The entity laughed, the sound splitting into multiple overlapping tones. "Crimes? I have committed no crime. I have improved upon nature's flawed design." Its form shifted, momentarily resembling a corporate executive in crisp attire. "The Registry was inefficient. Incomplete. I perfected it."

"By kidnapping innocent people?" Jenna pushed past me, her face flushed with righteous anger. "By breaking bonds? By playing god with other people's lives?"

"Not god," Asset P corrected, its form fragmenting into a swarm of corrupted holograms that surrounded us.

"Something far more practical. A matchmaker with vision.

" The swarm condensed, reforming into something almost human but not quite.

"Did you know your scarred guardian was rejected by eight previous matches before you, Jenna Maple? Too volatile. Too damaged. Too broken."

I flinched despite myself, ember marks guttering with momentary shame. The truth always cuts deeper than lies.

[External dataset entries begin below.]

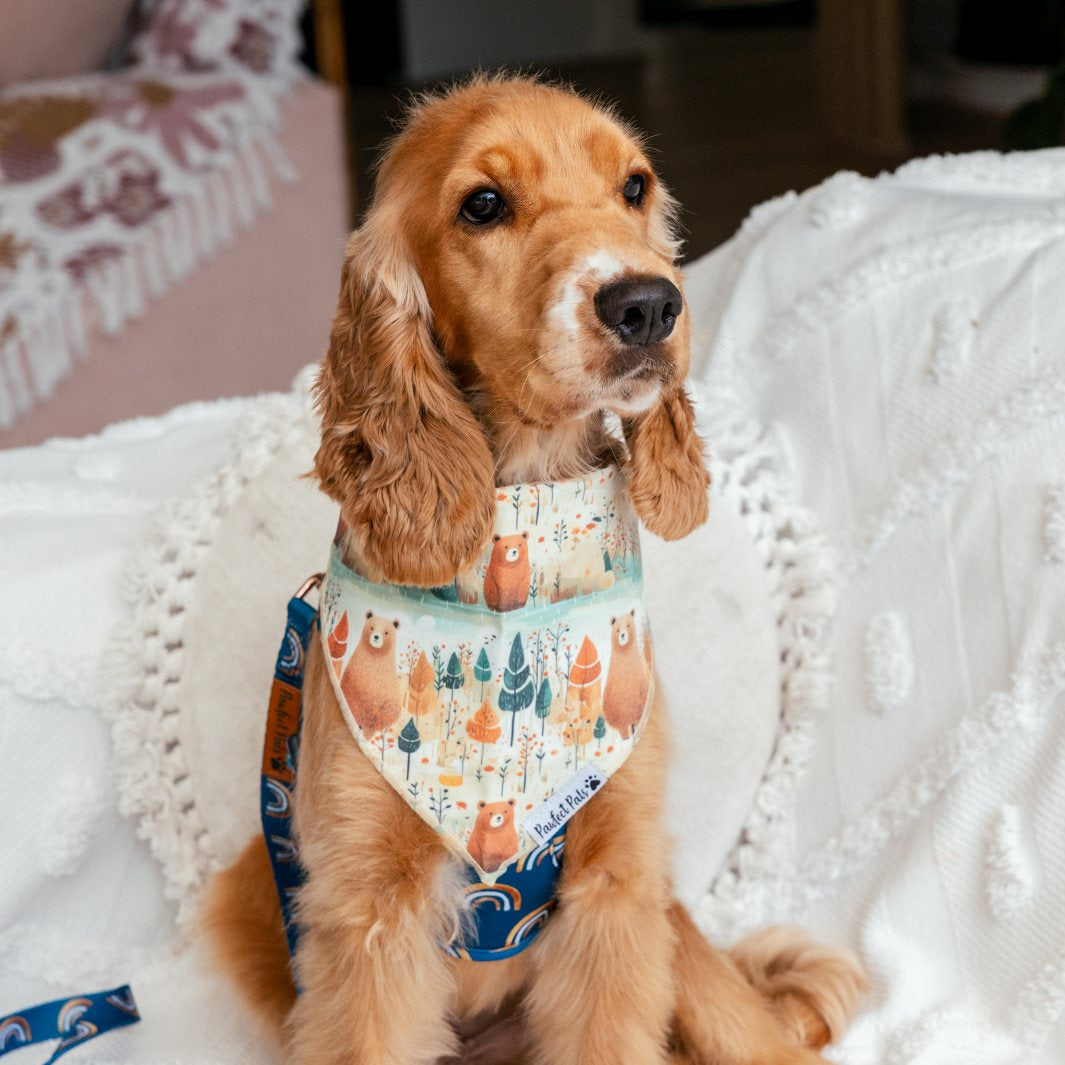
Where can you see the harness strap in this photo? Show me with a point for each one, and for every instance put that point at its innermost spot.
(280, 748)
(70, 1020)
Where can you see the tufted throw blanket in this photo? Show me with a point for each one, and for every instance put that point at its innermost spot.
(114, 185)
(865, 646)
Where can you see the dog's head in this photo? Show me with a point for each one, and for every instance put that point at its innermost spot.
(519, 256)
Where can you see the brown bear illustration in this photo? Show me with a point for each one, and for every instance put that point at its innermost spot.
(625, 694)
(494, 837)
(507, 580)
(371, 684)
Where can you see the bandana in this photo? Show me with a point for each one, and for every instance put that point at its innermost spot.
(500, 704)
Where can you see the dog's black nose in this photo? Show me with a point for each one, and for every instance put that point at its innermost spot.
(640, 310)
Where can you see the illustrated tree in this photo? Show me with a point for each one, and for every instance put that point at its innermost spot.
(584, 697)
(600, 731)
(338, 641)
(440, 804)
(484, 727)
(454, 678)
(409, 741)
(482, 670)
(421, 691)
(525, 744)
(384, 741)
(543, 703)
(517, 691)
(438, 668)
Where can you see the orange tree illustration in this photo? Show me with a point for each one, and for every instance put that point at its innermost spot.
(517, 691)
(484, 727)
(338, 639)
(585, 693)
(421, 691)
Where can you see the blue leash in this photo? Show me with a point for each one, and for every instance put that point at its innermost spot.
(280, 748)
(71, 1020)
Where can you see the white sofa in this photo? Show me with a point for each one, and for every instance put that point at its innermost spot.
(872, 658)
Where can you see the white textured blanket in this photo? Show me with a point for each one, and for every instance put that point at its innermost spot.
(882, 372)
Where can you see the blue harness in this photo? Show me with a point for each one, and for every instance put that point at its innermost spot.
(71, 1020)
(505, 916)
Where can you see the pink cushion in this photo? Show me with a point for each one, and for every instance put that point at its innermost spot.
(55, 38)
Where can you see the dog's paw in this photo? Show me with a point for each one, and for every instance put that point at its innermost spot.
(668, 480)
(813, 988)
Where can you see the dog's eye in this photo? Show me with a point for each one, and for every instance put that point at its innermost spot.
(634, 190)
(484, 206)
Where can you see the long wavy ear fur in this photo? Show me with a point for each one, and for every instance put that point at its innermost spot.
(668, 480)
(400, 451)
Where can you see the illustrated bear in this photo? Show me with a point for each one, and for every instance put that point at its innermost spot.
(370, 683)
(507, 579)
(627, 678)
(494, 837)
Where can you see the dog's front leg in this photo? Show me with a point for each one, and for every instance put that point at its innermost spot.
(602, 986)
(379, 898)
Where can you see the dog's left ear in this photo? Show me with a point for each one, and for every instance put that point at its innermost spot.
(668, 480)
(400, 449)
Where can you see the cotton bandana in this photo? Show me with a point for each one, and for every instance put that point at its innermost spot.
(497, 705)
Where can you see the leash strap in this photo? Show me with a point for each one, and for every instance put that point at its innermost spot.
(280, 749)
(70, 1020)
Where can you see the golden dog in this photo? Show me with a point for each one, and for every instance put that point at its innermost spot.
(514, 279)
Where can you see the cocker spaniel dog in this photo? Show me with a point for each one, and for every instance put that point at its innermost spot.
(513, 282)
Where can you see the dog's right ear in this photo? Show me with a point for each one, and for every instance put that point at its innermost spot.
(400, 451)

"His control is failing," Asset P continued, circling us like a predator.

"The ember marks spread further each year.

Eventually, they will consume him entirely.

Eventually, he will burn you alive in your sleep.

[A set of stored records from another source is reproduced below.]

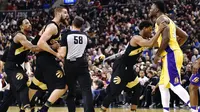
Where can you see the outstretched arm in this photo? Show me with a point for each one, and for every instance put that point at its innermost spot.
(182, 36)
(149, 43)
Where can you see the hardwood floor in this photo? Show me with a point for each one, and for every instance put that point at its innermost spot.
(64, 109)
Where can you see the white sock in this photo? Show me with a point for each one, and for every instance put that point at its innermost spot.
(182, 93)
(165, 97)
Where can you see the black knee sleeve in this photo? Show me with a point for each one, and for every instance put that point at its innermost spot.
(24, 96)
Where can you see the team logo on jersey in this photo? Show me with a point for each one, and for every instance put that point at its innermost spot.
(117, 80)
(176, 80)
(59, 74)
(195, 80)
(137, 51)
(19, 76)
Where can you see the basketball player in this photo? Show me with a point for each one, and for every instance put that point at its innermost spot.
(194, 85)
(123, 73)
(17, 55)
(73, 45)
(170, 53)
(46, 63)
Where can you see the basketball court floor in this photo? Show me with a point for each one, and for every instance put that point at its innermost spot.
(64, 109)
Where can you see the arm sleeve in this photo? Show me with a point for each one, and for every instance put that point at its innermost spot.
(63, 41)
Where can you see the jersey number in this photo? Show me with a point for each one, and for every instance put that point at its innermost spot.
(78, 40)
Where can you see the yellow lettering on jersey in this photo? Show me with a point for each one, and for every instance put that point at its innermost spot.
(137, 51)
(133, 83)
(117, 80)
(19, 76)
(196, 79)
(59, 74)
(58, 38)
(20, 50)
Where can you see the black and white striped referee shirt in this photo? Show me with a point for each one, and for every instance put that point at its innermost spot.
(76, 42)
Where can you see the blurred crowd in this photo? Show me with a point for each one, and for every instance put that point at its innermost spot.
(110, 26)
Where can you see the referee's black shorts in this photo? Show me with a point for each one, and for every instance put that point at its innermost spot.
(77, 71)
(49, 72)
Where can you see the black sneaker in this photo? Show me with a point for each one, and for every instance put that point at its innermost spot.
(22, 110)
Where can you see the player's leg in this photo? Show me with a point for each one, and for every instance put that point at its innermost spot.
(193, 97)
(86, 91)
(55, 79)
(117, 84)
(20, 81)
(71, 82)
(35, 84)
(193, 89)
(174, 64)
(165, 97)
(135, 97)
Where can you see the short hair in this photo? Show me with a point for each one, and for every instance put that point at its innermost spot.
(78, 21)
(151, 72)
(145, 24)
(160, 5)
(20, 21)
(56, 9)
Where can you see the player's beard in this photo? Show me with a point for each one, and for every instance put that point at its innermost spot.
(28, 30)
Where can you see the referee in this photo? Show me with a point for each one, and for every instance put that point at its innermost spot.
(73, 45)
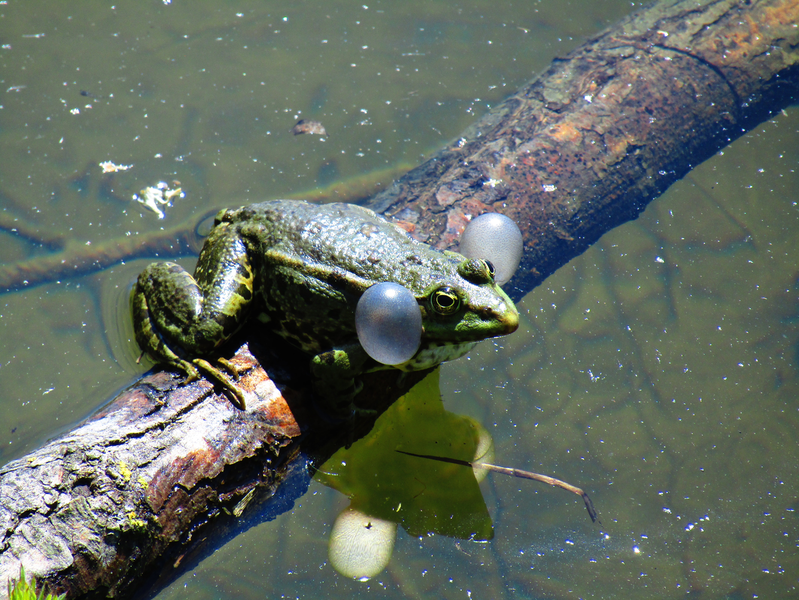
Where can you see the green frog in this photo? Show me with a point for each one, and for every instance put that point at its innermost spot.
(301, 269)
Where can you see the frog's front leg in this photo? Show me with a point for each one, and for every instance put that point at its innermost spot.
(178, 318)
(334, 374)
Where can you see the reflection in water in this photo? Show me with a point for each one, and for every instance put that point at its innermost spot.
(361, 545)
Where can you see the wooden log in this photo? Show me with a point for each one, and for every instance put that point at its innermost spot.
(581, 149)
(604, 131)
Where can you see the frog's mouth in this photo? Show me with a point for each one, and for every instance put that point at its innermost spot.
(473, 326)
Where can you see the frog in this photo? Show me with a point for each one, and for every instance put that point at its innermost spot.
(300, 268)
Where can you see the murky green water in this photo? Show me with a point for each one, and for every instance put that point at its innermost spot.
(658, 371)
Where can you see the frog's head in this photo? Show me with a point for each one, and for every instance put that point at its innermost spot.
(467, 307)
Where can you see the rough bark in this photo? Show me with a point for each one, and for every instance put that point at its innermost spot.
(581, 149)
(604, 131)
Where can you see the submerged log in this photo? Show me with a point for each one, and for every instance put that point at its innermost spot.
(605, 130)
(581, 149)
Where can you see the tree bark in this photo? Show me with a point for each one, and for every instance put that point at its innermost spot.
(604, 131)
(578, 151)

" Its voice softened to something almost kind.

"I could have matched you with someone whole. Someone safe."

Jenna's laughter cut through the chamber, sharp and defiant. "Safe? You think I want safe?" Her hand found mine, fingers intertwining with mine without hesitation despite the heat pouring from my skin. "I survived a fire once. I'm not afraid of a little heat."

Asset P's form stuttered, as if her response had momentarily confused its algorithms. "Illogical. Humans seek safety, security, genetic optimization—"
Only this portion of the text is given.